Now get out your Arduino and 434 MHz transmitter (TX) and wire it up with the transmitter:
- Arduino GND --> TX GND (pin 1)
- Arduino pin 2 --> TX Data In (pin 2)
- Arduino 5V --> TX VCC (pin 3)
- 17cm wire (or antenna) --> TX ANT (pin 4)
It's time to tinker with the bits and see if we can get the Arduino to replicate them. The code for the project is pretty simple once you look at it. The remote I used has 5 on and 5 off buttons (the 5th of each button is "All On" or "All Off"). The first 27 lines of code are simply the patterns I wrote down stored in arrays. I separated out the preamble into its own array to keep the code a little leaner since it's duplicated in front of 10 sets pulses. Below the arrays are the lengths and delays of the pulses and time between pulses. The rest of the code is commented so that you can follow the logic and see how each pulse and delay is handled. The values in my code are what I managed to calculate after some trial and error. That is the tedious part!
Lather. Rinse. Repeat.
To start experimenting, set the values of the variables to something arbitrary (maybe just the sample lengths you calculated before). Fire up SDR# and get ready to start recording. Once you upload the code to the Arduino, monitor what it transmits in SDR# and record it to disk. You'll want to open the resulting recording in Audacity and check the sample lengths like you did for the original transmission earlier. Now, divide your new sample lengths by the original sample lengths. Take the result of that and multiply it by the corresponding variable value in your Arduino code. Do it for each pulse and delay and update the variables accordingly. At this point, go ahead and plug in the remote outlet. Upload the updated code to your Arduino and monitor the transmission again. If your remote outlet did not turn on, repeat the process again. Each step, you should be tweaking less and less until the outlet eventually comes on.

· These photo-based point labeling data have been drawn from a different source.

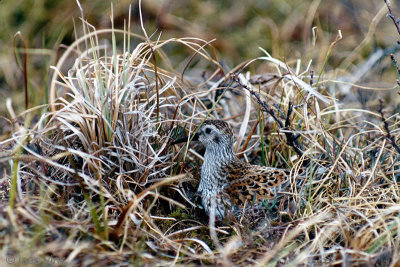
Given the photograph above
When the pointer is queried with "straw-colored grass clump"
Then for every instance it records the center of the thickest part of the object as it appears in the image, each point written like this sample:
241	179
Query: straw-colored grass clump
96	179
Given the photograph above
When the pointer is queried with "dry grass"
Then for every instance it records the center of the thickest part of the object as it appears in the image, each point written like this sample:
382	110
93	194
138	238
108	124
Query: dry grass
95	179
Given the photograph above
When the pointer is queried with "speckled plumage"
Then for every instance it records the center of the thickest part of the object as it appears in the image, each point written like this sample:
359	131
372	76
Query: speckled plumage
227	182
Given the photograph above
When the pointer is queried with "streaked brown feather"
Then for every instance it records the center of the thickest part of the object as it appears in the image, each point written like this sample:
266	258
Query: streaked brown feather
252	183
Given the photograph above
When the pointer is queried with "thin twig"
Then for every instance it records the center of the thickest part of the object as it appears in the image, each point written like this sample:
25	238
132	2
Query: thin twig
291	139
386	127
390	15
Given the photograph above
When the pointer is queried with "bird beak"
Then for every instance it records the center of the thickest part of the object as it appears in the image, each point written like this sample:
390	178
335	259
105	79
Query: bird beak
186	139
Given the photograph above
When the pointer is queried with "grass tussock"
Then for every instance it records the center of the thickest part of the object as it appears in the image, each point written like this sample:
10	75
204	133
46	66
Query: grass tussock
95	179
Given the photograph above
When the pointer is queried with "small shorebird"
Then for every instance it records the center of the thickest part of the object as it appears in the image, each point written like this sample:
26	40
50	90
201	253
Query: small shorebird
227	182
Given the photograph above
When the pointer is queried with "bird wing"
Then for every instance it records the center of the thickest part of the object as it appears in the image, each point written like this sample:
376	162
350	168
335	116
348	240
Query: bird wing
252	183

I repeated that process about 4-5 times before I could consistently turn the outlet on and off. Once you get one button figured out, it should work for all buttons.
This is probably not the best way to go about the process, but it worked and I learned a lot in the process. It is a decent starting point into the world of SDR and getting comfortable with some steps of the process that can shed light on more advanced sniffing. Ideally, you may be able to skip the SDR process entirely and use a proper 434 MHz receiver connected to a microcontroller to learn the data in code.
I highly recommend visiting RTL-SDR.com. There is tons of information there to consume and learn. I also recommend watching some of the Hak5: Intro to Software Defined Radio (SDR) YouTube playlist to learn even more. I've only watched a few episodes so far, but will continue watching to see if I can figure out how to decode a set of 434 MHz thermometers that broadcast their data back to a base station (my next RF project).
The second part of this project (Particle Internet Button 434 MHz Remote) puts these sniffed codes to work so that you can use buttons (or Particle cloud functions) to toggle the remote outlets from a microcontroller.